What I should have said was more historically grounded.  The short answer is yes. But the longer answer is this: many people who ran hotels or hospitality services of some kind really just wanted to make money.  They did it with booze, but when prohibition ended, at least in Ontario (where I do my research), many of these people continued to run hotels, and opened up legal beverage rooms.  Some of them had some trouble at first, selling after hours, selling spirits (which weren’t allowed) selling to people who were not allowed to buy it.  And I’m sure some of them continued to break the laws.

But more of them just began to follow the law. It was lucrative, and even with some pretty tight restrictions on what you could do in a beverage room (couldn’t play music, couldn’t lean on the bar, couldn’t buy whisky, couldn’t go in alone as a man looking to hook up with women unless you came with a  woman) many people, for the sake of order, or money making, or just because it was legal, began to do the right thing.

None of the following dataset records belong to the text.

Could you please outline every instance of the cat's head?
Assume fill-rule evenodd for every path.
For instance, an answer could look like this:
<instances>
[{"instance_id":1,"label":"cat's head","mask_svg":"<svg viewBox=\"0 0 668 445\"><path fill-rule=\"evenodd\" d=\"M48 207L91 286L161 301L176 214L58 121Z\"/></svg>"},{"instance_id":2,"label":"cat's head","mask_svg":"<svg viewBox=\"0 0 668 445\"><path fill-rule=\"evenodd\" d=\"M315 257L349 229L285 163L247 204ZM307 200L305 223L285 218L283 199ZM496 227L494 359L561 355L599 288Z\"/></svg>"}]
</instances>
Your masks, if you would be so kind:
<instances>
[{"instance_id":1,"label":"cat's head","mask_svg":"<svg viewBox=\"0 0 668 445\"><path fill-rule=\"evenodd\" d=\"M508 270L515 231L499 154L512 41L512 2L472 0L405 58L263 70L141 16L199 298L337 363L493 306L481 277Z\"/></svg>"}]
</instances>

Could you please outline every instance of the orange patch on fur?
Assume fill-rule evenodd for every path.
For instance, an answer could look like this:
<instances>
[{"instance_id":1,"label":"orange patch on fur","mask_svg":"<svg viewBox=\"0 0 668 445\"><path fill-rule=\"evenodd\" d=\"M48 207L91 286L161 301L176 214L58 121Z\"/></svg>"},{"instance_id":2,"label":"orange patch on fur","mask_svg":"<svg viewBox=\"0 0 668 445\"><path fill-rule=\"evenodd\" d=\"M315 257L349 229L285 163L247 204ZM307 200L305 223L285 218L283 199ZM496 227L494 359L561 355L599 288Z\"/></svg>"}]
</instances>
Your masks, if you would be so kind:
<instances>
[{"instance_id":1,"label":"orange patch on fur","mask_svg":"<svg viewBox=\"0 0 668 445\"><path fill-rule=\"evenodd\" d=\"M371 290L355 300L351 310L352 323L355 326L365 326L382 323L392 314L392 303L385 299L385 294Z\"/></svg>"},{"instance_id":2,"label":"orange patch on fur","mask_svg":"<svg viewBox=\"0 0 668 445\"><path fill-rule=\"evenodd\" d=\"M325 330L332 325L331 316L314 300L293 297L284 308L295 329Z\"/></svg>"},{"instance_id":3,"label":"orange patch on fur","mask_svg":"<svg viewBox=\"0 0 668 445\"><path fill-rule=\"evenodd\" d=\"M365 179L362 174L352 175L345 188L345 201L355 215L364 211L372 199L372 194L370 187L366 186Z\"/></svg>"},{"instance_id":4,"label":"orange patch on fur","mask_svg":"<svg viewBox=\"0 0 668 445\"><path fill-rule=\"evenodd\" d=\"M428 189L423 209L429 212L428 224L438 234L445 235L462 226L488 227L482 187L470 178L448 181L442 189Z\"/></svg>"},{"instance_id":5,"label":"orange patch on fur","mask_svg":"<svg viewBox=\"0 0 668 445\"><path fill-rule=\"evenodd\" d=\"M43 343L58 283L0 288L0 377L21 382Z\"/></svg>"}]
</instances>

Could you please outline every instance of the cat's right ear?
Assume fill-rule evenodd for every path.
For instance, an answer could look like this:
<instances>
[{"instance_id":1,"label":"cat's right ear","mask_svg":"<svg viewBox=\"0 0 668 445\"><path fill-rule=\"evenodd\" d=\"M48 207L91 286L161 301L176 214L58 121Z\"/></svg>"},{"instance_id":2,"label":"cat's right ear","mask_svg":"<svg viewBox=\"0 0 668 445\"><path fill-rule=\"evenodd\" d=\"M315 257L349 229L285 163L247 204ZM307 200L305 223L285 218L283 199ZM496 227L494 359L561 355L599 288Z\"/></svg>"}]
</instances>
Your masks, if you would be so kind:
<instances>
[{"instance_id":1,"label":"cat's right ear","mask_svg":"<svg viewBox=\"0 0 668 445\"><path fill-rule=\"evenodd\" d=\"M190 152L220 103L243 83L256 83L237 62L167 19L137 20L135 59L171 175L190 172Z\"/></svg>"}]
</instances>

It is partly for this reason that I called my book “Try to Control Yourself” because it was about instilling self control on citizens. And it was about asking them to try their best to control themselves. It was not, as some argue, a stalinist state.  It was an attempt to control something that was in fact considered very socially problematic, and politically dangerous, too.

So in response to the “nefarious characters” comment, I could have given a more nuanced answer: for many people, it was the law that made them nefarious, not some kind of inner moral corruption.  When that law changed, they could then profit legally from selling what people wanted to buy.  They were no more nefarious than, well, bankers.  Maybe even less so.

How will legalization of pot unfold? Well, it’s tough to say.  But although it might take on the characteristics of early alcohol legalization, there are enough differences, and our society is technically and culturally different enough to create a whole different context for this process.  Keep an eye on this. It will be fascinating.